Barrow, Ilklw and Estrada are members of the Eagle Team, an anti-graffiti surveillance squad quietly formed three months ago. Two other members of the team also were in the Harlem railyard: a former U.S. Marine and another ex-cop who had taken up posts inside a parked train.
In and around railyards all across the city, other members of the unit, almost exclusively former police detectives and sergeants, are on the prowl.
In addition to the yards, they check sections of tunnels where trains are regularly stored – and defaced.
Rows of steel subway trains, dark and silent, sit idle on parallel sets of tracks in the rail-yard tucked in a corner of Manhattan and encircled by barbed-wire fences.

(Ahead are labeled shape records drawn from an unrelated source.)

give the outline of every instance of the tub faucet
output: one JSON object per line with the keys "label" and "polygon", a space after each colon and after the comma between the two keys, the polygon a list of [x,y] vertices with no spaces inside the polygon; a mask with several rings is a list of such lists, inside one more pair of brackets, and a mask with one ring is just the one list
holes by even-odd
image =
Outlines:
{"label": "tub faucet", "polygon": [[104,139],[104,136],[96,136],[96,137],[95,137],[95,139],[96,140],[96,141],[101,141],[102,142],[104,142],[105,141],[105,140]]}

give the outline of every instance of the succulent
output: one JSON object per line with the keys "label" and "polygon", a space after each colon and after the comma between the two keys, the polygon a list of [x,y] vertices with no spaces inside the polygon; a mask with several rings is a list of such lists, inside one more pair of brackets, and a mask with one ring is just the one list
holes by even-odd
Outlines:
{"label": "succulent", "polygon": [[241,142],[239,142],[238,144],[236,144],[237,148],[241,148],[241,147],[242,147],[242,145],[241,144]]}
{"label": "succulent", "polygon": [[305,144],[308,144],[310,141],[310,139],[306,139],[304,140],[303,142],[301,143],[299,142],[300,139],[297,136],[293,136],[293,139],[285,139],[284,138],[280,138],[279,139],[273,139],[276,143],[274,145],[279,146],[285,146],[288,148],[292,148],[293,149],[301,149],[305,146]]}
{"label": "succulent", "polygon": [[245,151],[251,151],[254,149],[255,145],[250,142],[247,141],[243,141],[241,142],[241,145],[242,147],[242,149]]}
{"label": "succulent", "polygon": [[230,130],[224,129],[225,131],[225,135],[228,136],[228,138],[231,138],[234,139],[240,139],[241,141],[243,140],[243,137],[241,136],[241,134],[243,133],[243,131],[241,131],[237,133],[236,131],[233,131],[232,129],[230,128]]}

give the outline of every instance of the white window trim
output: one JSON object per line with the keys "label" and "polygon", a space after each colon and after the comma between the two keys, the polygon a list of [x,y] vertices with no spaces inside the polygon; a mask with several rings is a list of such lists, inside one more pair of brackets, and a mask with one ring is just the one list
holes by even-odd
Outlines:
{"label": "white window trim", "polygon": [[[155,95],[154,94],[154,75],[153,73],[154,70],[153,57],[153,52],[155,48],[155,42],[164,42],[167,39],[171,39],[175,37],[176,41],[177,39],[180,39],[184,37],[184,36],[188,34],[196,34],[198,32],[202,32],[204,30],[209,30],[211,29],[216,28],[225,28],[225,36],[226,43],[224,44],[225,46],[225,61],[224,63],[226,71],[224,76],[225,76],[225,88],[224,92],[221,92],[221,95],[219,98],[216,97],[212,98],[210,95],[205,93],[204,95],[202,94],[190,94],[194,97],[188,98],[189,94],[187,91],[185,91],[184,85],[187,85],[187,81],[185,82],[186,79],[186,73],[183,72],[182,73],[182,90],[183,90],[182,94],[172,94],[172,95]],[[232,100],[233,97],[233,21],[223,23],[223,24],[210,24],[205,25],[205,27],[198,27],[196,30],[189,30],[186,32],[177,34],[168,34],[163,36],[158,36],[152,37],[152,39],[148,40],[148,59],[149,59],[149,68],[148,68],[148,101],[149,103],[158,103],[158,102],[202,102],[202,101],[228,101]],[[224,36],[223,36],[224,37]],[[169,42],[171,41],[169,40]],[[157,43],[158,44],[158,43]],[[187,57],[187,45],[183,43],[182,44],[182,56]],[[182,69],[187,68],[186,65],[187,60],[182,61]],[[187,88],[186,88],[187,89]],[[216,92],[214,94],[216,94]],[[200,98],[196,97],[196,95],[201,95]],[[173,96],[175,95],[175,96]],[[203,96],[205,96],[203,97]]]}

Vandals engrossed in the graffiti subculture will spend hours, sometimes days, scouting a yard before striking, watching the patterns of police and transit workers and searching for vulnerabilities to exploit.
They plan in advance how they will enter, escape and flee if suddenly interrupted.
"Every 'i' is dotted, every 't' is crossed," Barrow said. "It's almost like 'Mission: Impossible' for them."
After one vandal raid, authorities found a grappling hook and rope dangling to the ground on the outside of a 20-foot-high perimeter wall.
The Eagle Team, which began operating in September, was formed to supplement the efforts of the police, said Vincent DeMarino, NYC Transit vice president of security.
It has yet to catch its first vandal, spray-paint can in hand, tagging a train, but the teams are out there every night, talking to train cleaners, dispatchers, track workers and others who could alert them to security breaches.